11 Julho 2018, 12:16 - Fátima Sampaio
Candidate: Carla Andreia Nibau Guerra de Azevedo Nº 87942
Title: Interactive Optimal Teaching with Unknown Learners: An Experimental Overview
Location: Sala 1.4 do IST, Taguspark
Advisors: Professor Francisco Melo / Professor Manuel Lopes
Abstract: In this work we empirically test a new approach for machine teaching that partly overcomes the common mismatch between the knowledge the teacher has about the students and the actual learning process of the students. We analyze a specific situation where the student learning algorithm is known but the corresponding parameters are not. We focus on the case of Bayesian Gaussian learners, where the lack of knowledge regarding the student parameters significantly deteriorates the performance of machine teaching. In this new approach we explore how interactivity can mitigate the impact of imperfect knowledge, leading to significantly faster convergence of the number of samples needed to teach.
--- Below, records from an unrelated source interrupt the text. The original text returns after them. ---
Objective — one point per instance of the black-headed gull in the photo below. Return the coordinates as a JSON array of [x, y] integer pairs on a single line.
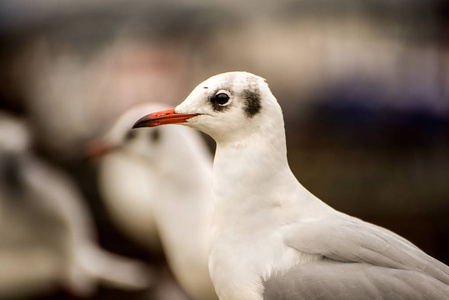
[[273, 239], [157, 184], [47, 236]]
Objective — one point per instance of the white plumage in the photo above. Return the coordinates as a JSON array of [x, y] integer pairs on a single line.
[[273, 239]]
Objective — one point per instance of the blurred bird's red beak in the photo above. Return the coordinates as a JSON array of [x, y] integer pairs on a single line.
[[163, 117]]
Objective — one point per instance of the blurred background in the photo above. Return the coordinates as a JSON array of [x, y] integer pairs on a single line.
[[364, 87]]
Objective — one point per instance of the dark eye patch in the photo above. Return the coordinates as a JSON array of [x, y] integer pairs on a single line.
[[131, 134], [219, 100]]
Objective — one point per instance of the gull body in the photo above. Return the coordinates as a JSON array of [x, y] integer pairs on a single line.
[[157, 185], [272, 238], [47, 236]]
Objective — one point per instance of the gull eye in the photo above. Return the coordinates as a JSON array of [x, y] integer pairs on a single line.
[[222, 98], [131, 134]]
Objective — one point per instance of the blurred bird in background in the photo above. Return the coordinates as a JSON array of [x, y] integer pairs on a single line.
[[47, 238], [156, 186]]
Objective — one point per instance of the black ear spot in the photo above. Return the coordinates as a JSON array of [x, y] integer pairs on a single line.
[[252, 102], [155, 135]]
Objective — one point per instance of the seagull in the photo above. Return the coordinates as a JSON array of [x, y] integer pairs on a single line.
[[47, 236], [156, 184], [273, 239]]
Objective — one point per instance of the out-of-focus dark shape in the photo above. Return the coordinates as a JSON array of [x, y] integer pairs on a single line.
[[47, 239]]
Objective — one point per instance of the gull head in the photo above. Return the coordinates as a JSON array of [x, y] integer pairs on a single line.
[[227, 107]]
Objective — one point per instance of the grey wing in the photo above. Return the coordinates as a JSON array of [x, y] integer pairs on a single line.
[[327, 280], [347, 239]]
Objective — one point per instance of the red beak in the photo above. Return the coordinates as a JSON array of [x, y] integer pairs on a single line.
[[163, 117]]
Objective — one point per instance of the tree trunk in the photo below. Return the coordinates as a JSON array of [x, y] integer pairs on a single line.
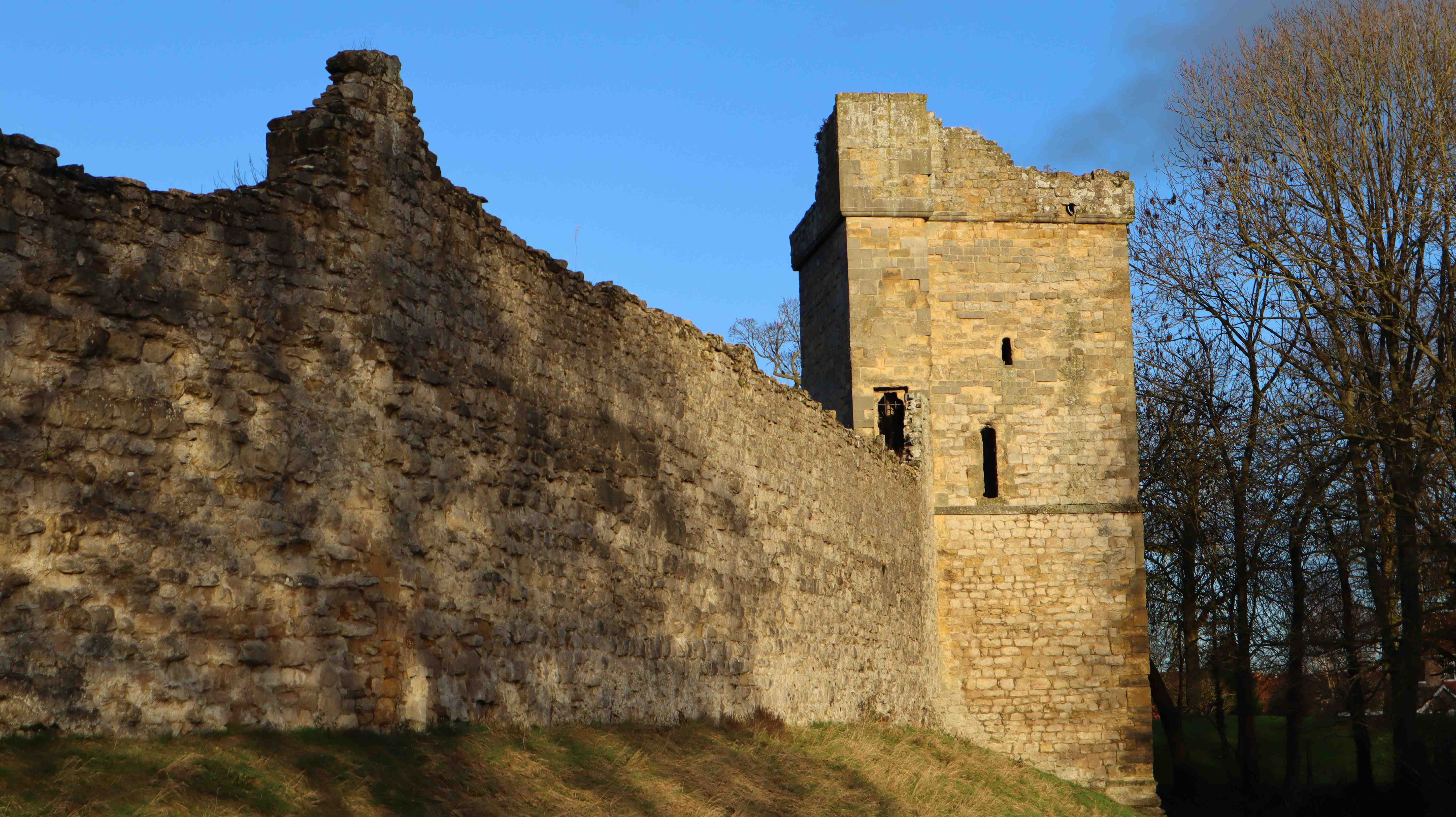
[[1295, 669], [1406, 740], [1189, 588], [1244, 692], [1355, 692], [1171, 720]]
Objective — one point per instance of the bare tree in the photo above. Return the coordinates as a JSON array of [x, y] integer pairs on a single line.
[[1323, 149], [775, 341]]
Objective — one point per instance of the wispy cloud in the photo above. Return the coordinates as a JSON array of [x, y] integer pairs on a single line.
[[1131, 126]]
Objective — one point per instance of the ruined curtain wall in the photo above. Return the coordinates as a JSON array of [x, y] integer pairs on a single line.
[[339, 449]]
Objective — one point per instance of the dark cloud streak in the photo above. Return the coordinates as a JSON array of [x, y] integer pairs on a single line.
[[1131, 127]]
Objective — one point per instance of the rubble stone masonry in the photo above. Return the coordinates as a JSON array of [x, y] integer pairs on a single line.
[[337, 449], [340, 451]]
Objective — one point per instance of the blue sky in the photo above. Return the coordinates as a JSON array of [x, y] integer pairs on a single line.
[[663, 146]]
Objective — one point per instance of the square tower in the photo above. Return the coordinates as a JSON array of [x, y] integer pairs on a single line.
[[994, 301]]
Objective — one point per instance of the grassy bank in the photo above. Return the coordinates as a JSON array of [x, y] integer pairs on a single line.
[[694, 769]]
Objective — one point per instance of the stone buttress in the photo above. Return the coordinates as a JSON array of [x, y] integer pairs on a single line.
[[994, 302]]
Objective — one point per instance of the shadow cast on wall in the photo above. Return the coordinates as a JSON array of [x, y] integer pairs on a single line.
[[340, 451]]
We performed three user studies where the teacher asks samples to the learner in order to better estimate the behaviour and model of the learner, validating that interactivity can be one answer for the strong assumptions required in machine teaching. In the first two experiments we considered the case of single learners, with weak and strong prior (respectively). In the third one we extended teaching to groups of students. Interactivity showed to increase the learning performance in all of them, when comparing to the classical machine teaching approach.